Due migranti durante la traversata in mare verso Lampedusa sono stati intossicati gravemente dall’inalazione di fumi di carburante. Sono stati trasportati con l’elisoccorso all’ospedale di Agrigento. E i sanitari gli hanno salvato la vita somministrandogli tempestivamente un antidoto per l’avvelenamento da benzene, fornito dal Servizio antiveleni della Farmacia dell’ospedale, il cui direttore, Giuseppe Bellavia, spiega: “Grazie alla fornitura e alla somministrazione dell’antidoto di cui disponiamo, il cosiddetto ‘blu di metilene’, i due pazienti sono scampati a morte certa. Le dottoresse Valeria Ciotta e Valeria Pizzimenti, della Farmacia ospedaliera, alle quattro della notte si sono immediatamente precipitate in ospedale per mettere a disposizione l’antidoto proveniente dalla preziosa banca antiveleni entro mezz’ora.
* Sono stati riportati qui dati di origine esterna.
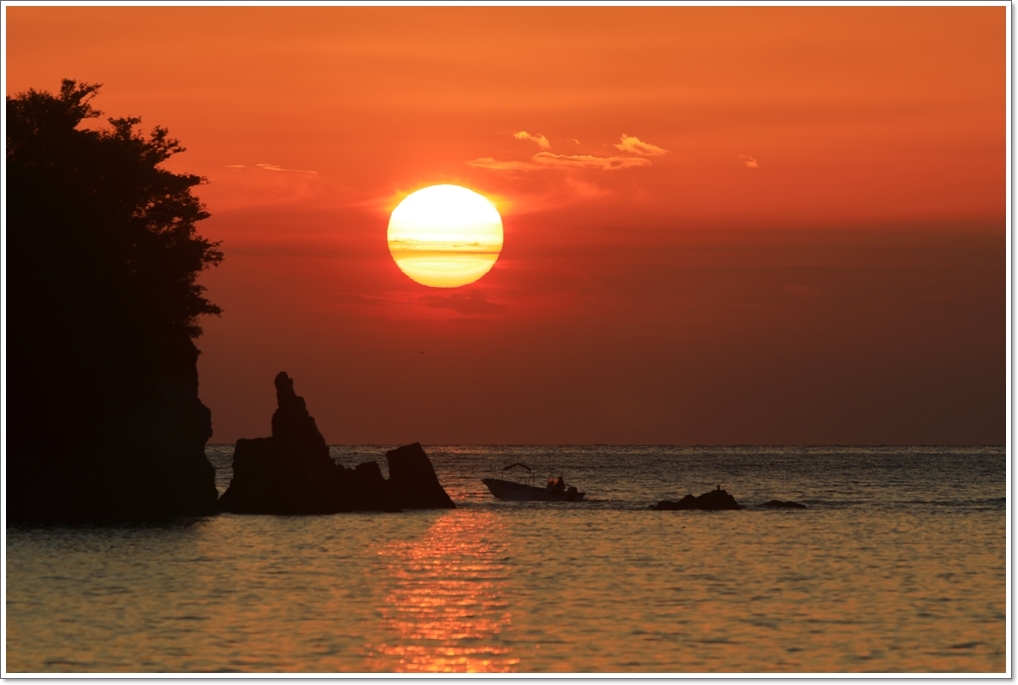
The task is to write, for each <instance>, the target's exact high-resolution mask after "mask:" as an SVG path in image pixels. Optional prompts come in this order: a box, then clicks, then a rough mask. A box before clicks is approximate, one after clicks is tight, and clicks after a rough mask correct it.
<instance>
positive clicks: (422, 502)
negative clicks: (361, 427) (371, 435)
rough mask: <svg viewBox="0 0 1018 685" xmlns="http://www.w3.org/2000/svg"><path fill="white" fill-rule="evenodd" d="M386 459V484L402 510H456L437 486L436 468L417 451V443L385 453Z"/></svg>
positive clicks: (438, 485) (422, 453)
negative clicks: (400, 507) (425, 509)
mask: <svg viewBox="0 0 1018 685" xmlns="http://www.w3.org/2000/svg"><path fill="white" fill-rule="evenodd" d="M385 458H386V460H387V461H388V462H389V482H390V483H391V484H392V487H393V490H394V491H395V495H396V499H397V501H398V502H399V504H400V506H401V507H402V508H403V509H454V508H455V507H456V505H454V504H453V503H452V500H451V499H450V498H449V495H447V494H446V492H445V490H443V488H442V484H441V483H439V478H438V476H437V475H435V468H434V467H433V466H432V462H431V460H430V459H429V458H428V455H427V454H425V450H423V448H421V447H420V443H414V444H413V445H405V446H403V447H400V448H397V449H395V450H392V451H390V452H387V453H386V455H385ZM372 463H374V462H372ZM379 475H381V473H379Z"/></svg>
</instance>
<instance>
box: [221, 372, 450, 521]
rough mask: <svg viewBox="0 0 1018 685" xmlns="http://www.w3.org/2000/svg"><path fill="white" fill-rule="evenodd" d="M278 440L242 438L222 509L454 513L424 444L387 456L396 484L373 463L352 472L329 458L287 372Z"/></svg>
mask: <svg viewBox="0 0 1018 685" xmlns="http://www.w3.org/2000/svg"><path fill="white" fill-rule="evenodd" d="M275 383H276V402H277V405H278V407H277V409H276V411H275V413H274V414H273V415H272V437H271V438H256V439H253V440H238V441H237V443H236V446H235V447H234V450H233V479H232V480H231V481H230V487H229V488H228V489H227V491H226V492H225V493H224V494H223V497H221V498H220V500H219V508H220V509H221V510H222V511H228V512H232V513H236V514H332V513H337V512H345V511H400V510H401V509H453V508H455V506H456V505H455V504H453V502H452V500H451V499H450V498H449V496H448V495H447V494H446V492H445V490H443V489H442V486H441V483H439V479H438V477H437V476H436V475H435V468H434V467H433V466H432V462H431V460H430V459H429V458H428V455H427V454H426V453H425V451H423V449H422V448H421V447H420V444H419V443H414V444H413V445H406V446H404V447H400V448H398V449H395V450H392V451H390V452H389V453H387V454H386V458H387V459H388V462H389V479H388V480H386V479H385V478H384V477H382V470H381V469H380V468H379V466H378V464H377V463H375V462H374V461H367V462H364V463H362V464H359V465H358V466H357V467H356V468H353V469H350V468H346V467H344V466H342V465H341V464H337V463H336V462H335V461H333V459H332V457H330V456H329V448H328V446H327V445H326V442H325V438H323V437H322V434H321V433H320V432H319V430H318V425H317V424H316V423H315V419H314V418H313V417H312V415H310V414H309V413H308V412H307V406H306V405H305V403H304V398H302V397H300V396H298V395H297V394H296V393H295V392H294V390H293V381H292V380H291V379H290V377H289V376H287V375H286V374H285V373H280V374H279V375H277V376H276V381H275Z"/></svg>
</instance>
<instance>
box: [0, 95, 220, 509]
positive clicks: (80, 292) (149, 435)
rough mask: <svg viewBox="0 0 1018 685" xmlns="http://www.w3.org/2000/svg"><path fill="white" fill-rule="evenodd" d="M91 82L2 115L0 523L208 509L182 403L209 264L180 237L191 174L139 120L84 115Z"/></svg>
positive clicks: (188, 397) (21, 98)
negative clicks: (5, 131) (2, 385)
mask: <svg viewBox="0 0 1018 685" xmlns="http://www.w3.org/2000/svg"><path fill="white" fill-rule="evenodd" d="M98 88H99V87H98V85H89V84H78V83H76V82H74V81H71V80H65V81H63V84H62V88H61V91H60V94H59V95H57V96H53V95H50V94H48V93H38V92H35V91H30V92H27V93H22V94H19V95H17V96H15V97H13V98H11V97H8V98H7V102H6V107H7V141H6V142H7V177H6V179H5V182H6V192H7V215H6V219H7V233H6V240H7V242H6V246H7V252H6V261H7V262H6V264H7V300H6V304H7V311H6V315H7V356H6V359H7V398H6V399H7V406H6V419H7V443H6V457H7V516H8V520H12V521H16V520H25V519H31V520H67V521H77V520H117V519H125V518H137V517H148V516H153V515H162V514H200V513H207V512H211V511H214V510H215V503H216V489H215V479H214V472H213V468H212V466H211V465H210V464H209V462H208V460H207V459H206V458H205V443H206V441H207V440H208V439H209V437H210V436H211V435H212V422H211V416H210V412H209V410H208V408H207V407H205V406H204V405H203V404H202V403H201V401H199V398H197V372H196V365H195V364H196V360H197V355H199V350H197V348H196V347H195V346H194V344H193V342H192V341H191V339H192V338H194V337H196V336H197V335H200V334H201V329H200V328H199V326H197V318H199V317H200V316H201V315H204V313H218V311H219V309H218V307H216V306H215V305H214V304H212V303H211V302H209V301H208V300H207V299H206V298H205V297H204V296H203V289H202V287H201V286H199V285H197V283H196V280H195V279H196V277H197V275H199V273H200V272H201V271H202V270H203V269H205V268H207V267H209V266H213V265H216V264H218V263H219V262H220V261H221V260H222V253H221V252H219V251H218V250H217V249H216V248H217V246H218V245H216V244H214V243H210V242H209V241H207V240H205V239H204V238H202V237H201V236H199V235H197V234H196V232H195V228H194V224H195V222H197V221H201V220H203V219H205V218H207V217H208V216H209V215H208V214H207V213H206V211H205V208H204V207H203V206H202V204H201V203H200V202H199V201H197V198H196V197H194V196H193V195H192V194H191V188H192V187H193V186H195V185H197V184H199V183H201V182H202V179H201V178H200V177H197V176H191V175H184V174H174V173H171V172H169V171H166V170H165V169H162V168H161V167H160V164H161V163H162V162H164V161H165V160H166V159H167V158H169V157H171V156H172V155H174V154H176V153H178V152H181V151H182V150H183V149H182V148H180V146H179V145H178V144H177V141H176V140H174V139H172V138H170V137H169V135H168V134H167V131H166V130H165V129H162V128H158V127H157V128H155V129H154V130H153V131H152V133H151V134H150V135H149V136H146V135H143V134H140V133H138V132H137V131H136V130H135V129H136V124H138V123H139V121H140V120H139V119H136V118H124V119H110V120H109V123H110V126H111V127H110V128H107V129H105V130H92V129H81V128H79V127H78V126H79V124H80V123H81V122H82V121H83V120H86V119H90V118H95V117H98V116H99V115H100V112H99V111H97V110H95V109H93V108H92V106H91V105H90V100H91V99H92V98H93V97H94V96H95V95H96V93H97V92H98Z"/></svg>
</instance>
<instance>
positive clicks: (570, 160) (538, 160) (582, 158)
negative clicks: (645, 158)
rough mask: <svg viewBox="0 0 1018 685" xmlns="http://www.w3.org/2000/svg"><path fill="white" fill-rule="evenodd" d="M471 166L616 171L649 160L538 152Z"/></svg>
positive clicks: (477, 163) (528, 170)
mask: <svg viewBox="0 0 1018 685" xmlns="http://www.w3.org/2000/svg"><path fill="white" fill-rule="evenodd" d="M467 164H469V165H470V166H471V167H478V168H482V169H493V170H496V171H543V170H548V169H600V170H602V171H616V170H618V169H630V168H632V167H645V166H648V165H649V164H651V160H647V159H644V158H642V157H596V156H593V155H556V154H555V153H548V152H544V153H538V154H536V155H534V156H533V157H531V158H530V159H529V160H526V161H525V162H521V161H518V160H496V159H494V158H492V157H483V158H480V159H476V160H470V161H469V162H467Z"/></svg>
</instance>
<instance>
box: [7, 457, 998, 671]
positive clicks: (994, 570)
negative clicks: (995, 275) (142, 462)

Questo è il tempo nel quale andava somministrato il farmaco per risultare efficace”. E il primario di Rianimazione, Gerlando Fiorica, prosegue: “I pazienti hanno subito risposto al trattamento. Stanno decisamente meglio”. E il commissario, Giuseppe Capodieci, conclude: “Mi complimento con tutti i sanitari impegnati in questa operazione ‘salvavita’ nella quale, oltre alla tempestività dei trattamenti, è stato fondamentale poter contare su un servizio clinico di emergenza di grande importanza per tutta la collettività siciliana come il Servizio certificato antiveleni dell’ospedale di Agrigento”.